Quoiqu’il en soit en attendant le 7 avril, je vais « derechef » passer de la théorie à la pratique pour voir comment il faut s’y prendre pour regarnir à nouveau un tube de pâte dentifrice qui apparait de plus en plus dans ce cas très précis comme passablement amoché.

Drainville, que la Marois a envoyé à abattoir, n’ira pas loin avec sa charte. Il ne reste plus de jus dans ce citron.

LA question dans l’isoloir sera: voulez-vous d’un référendum (un autre?) ou pas?

AVIS aux innombrables fonctionnaires du Québec: voulez-vous vraiment que votre prochaine convention collective vous soit imposée par l’un des PIRES patrons du Québec (Monsieur 14 lock-outs!!!) ou par un autre?

Vous savez quoi faire maintenant non?

Il est assez désolant de constater, qu’encore une fois, une campagne électorale au Québec se déroule sans qu’on parle des vrais enjeux: économie, emplois, en fait des sujets qu’on évite de parler à tout prix. On se concentre sur des niaiseries comme la charte, ou des débats stériles comme la séparation.

On a les politiciens qu’on mérite faut croire.

Bonjour,la charte,le referendum,et la reconnaissance de la nation quebecoise est un tout.La question est de quelle maniere le faire et la le peuple a son mot a dire car soit a l’interieur de la constitution canadienne ou comme nouveau pays j’espere que le tout est clair.Bonne reflexion.

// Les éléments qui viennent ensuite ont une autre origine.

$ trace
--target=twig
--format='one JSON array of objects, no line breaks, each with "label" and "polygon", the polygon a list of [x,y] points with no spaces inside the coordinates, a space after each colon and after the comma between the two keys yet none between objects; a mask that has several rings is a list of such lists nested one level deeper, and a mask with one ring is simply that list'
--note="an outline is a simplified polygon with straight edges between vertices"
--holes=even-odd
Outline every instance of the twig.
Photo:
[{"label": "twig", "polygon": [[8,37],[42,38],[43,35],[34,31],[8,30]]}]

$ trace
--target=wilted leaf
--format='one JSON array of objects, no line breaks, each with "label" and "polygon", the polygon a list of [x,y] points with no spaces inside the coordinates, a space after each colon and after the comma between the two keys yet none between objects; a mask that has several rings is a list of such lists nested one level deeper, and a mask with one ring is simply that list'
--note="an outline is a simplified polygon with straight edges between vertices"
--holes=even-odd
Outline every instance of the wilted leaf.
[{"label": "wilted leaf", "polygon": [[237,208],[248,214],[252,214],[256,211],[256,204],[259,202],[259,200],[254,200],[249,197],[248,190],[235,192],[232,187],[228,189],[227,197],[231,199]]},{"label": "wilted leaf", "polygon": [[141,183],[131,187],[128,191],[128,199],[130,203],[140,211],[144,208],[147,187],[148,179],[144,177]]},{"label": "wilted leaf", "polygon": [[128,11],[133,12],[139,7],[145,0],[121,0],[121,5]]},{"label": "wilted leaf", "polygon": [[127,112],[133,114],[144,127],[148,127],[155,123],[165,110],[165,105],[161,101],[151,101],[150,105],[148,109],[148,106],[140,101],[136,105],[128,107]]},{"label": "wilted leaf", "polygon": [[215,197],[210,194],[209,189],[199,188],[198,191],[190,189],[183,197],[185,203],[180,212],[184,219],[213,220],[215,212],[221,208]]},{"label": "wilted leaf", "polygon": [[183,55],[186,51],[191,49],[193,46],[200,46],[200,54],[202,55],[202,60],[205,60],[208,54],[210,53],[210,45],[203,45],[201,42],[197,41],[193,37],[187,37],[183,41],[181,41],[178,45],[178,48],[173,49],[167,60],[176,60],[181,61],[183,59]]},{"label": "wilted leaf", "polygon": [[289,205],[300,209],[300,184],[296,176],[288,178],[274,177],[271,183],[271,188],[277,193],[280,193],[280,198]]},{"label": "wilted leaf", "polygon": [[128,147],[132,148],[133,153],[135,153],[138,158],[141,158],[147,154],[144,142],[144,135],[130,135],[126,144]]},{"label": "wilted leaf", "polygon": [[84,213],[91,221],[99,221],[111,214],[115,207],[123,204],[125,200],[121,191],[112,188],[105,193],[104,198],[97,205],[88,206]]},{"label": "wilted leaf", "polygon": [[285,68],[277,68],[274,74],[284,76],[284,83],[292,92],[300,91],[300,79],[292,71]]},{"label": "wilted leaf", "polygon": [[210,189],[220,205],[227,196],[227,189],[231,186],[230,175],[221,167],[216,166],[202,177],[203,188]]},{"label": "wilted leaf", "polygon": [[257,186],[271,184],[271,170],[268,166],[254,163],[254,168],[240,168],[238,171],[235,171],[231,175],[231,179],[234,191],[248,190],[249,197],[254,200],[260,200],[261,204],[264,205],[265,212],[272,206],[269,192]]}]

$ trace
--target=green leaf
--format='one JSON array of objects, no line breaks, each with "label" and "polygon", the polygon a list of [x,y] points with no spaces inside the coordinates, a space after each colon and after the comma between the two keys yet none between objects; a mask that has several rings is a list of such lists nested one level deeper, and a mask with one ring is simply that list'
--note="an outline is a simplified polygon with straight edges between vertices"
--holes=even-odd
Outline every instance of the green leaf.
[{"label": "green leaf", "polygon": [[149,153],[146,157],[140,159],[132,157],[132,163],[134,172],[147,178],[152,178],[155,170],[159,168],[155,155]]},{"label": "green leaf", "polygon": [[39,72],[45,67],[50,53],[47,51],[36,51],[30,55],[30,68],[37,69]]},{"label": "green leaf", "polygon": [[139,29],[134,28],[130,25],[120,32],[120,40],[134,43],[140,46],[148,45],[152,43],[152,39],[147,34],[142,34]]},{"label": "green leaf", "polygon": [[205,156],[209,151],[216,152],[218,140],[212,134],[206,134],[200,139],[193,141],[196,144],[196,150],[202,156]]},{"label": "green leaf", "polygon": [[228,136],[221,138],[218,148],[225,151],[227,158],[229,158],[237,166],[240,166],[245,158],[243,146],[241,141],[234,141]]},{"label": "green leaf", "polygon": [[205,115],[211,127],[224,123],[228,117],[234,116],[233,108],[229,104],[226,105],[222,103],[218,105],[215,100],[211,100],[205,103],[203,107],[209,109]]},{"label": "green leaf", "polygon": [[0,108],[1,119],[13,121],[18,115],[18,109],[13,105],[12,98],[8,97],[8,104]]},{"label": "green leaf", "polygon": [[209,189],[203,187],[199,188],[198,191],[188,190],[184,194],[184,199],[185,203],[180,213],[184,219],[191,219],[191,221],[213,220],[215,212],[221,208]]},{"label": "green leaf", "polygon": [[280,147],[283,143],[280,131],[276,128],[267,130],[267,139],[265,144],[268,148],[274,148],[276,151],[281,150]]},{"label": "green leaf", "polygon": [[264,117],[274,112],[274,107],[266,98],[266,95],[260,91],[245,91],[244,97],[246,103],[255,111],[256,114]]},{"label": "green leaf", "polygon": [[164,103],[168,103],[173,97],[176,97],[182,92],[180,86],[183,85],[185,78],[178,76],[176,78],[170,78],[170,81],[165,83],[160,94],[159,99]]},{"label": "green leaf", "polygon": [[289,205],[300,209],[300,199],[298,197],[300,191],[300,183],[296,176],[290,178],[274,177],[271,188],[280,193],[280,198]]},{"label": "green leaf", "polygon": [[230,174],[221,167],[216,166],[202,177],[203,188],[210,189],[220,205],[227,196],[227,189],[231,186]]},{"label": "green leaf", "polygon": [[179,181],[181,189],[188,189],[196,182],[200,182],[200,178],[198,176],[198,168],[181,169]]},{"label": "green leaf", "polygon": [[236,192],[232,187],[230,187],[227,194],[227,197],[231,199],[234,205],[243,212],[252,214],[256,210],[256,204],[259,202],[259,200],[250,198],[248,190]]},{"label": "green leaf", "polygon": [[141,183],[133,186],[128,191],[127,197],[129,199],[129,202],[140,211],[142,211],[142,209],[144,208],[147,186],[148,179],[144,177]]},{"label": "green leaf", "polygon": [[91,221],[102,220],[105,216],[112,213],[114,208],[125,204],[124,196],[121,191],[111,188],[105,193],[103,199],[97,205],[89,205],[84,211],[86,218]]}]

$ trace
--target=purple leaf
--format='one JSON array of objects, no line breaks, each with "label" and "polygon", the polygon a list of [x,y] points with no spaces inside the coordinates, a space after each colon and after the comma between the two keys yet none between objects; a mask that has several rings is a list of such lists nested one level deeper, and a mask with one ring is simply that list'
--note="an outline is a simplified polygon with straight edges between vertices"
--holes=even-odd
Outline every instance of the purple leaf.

Il est certain qu’avec un gouvernement péquiste majoritaire il y aurait un référendum. Pauline Marois ferait un référendum parce qu’elle est en fin de carrière et que cela serait sa dernière possibilité, je dirais même son « last call ».
Il y aurait un référendum parce que sa base, les souverainistes de la première heure, incluant les Parizeau, Landry ect, arrivent en fin de vie active et ne veulent pas quitter ce monde sans voir leur rêve se réaliser.
Alors si ce soir au débat, la PM déclare qu’elle ne tiendra pas un référendum si elle est élue, elle sera fidèle à elle-même, c.à.d. louvoyante, hypocrite et menteuse !

PKP a coulé le PQ
Il peut le sauver en commandant au JdM et à TVA une grosse histoire d’accommodements déraisonnables.
Qu’il envoie ses boys dans les écoles, universités (il s’en passe des belles à Concordia avec le Nikaq), dans les garderies et hopitaux.
Qu’on sorte quelque chose de juteux
PKP doit ça au PQ

L`élite péquiste,indépendantiste et séparatiste a perdu contact avec les voteurs qui vont dans l`isoloir! Croyez-vous sincèrement que P.K.P avec son journal va faire la différence ? C`est prendre la majorité silencieuse pour des valises! Voyons donc le peuple n`est pas dupe et démocratiquement ce sont eux qui ont le dernier mot et non l`élite !!

J,oubliais:
Est-ce qu’on va demander à Couillard s,il a encore la nationalité française? et si oui pourquoi avoir deux passeports est ok pour les chefs de l’Opposition à Québec et à Ottawa mais pas pour Joe Blow à Trois-Rivières ou Rimouski?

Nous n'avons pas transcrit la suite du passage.